With the Truth and Reconciliation Commission, there have been many stories coming out of the darker side of Alberta’s history of residential schools. With it has come the beginnings of a renewed respect for Indigenous culture and language. These stories are part of the longer narrative of the Indigenous peoples and their experiences on the land.

Recently, thousands of Syrian families joined the rich collection of Alberta’s ethnic milieu. Like the founders of the Al Rashid, they are families in a new land, striking out to find their own sense of community and belonging. Their stories, and the stories of the children who follow them, are just beginning.

“We are in a very unique situation given that the newly-arrived live alongside people who’ve been here for centuries,” says Rachel, “and I think somehow both of those groups are struggling to find belonging and call this place home.”

Yet there are ways to speak across that historical divide.

“In the dialogue that leads up to this, we find our common thread,” Omar says. That thread is our cultural and artistic expression, all of which speaks to our past, present and future. As Omar says, it is a call to “take the stories that are all around us and the stories of our being here and recognize them and speak them more.”

The Canadian Prayer Rug is a nexus point for all these stories.

“It tells the people who are coming here now that they have a history here and they have a future,” Omar says, “telling people that they have a history here and that their future is interwoven into the fabric and the landscape of where they are now.”

In a broader sense, the rug helps to engage with social issues that have been relevant in Edmonton, both in the past and now, from the challenges of reconciliation with the Indigenous people, to recognizing that Muslims have a pivotal role in terms of engaging with the broader society, to our treatment of the land. It’s meant to recognize that these stories are a way to connect our past and future stories, to see the common threads that unite us all, and to build a tradition of cooperation, caring, and love.
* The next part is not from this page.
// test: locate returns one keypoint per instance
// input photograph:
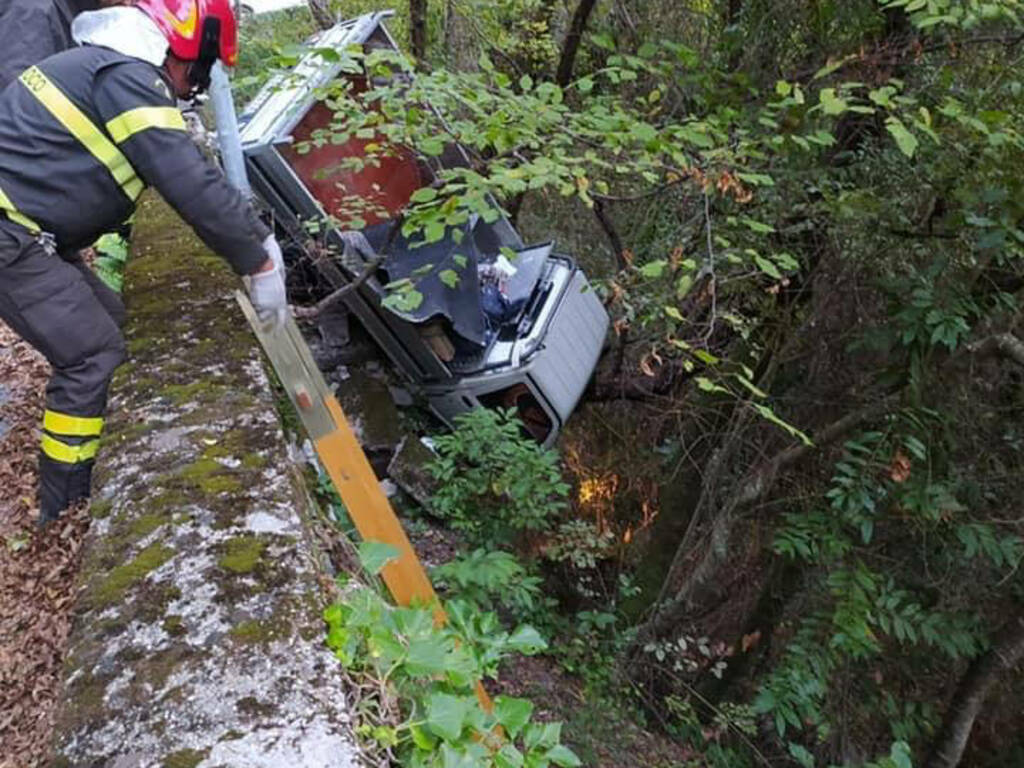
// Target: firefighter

It’s meant to tell the people here — Indigenous, Syrian, Caucasian, whoever — “This is your story and you belong here and there are people who have come before us who built our community and now are continuing to contribute to that,” says Taouba.

The Canadian Prayer Rug is meant to weave together our stories. It is a story of the land.

It is a story of resilience.

It is a story of community, growth, and home.

It is a story of past, present, future — humanity, forgiveness, spirit. And as we continue to spin the yarns of our own stories, we must never forget that we are all, each and every one of us, one mere thread, woven together with many others on a beautiful tapestry.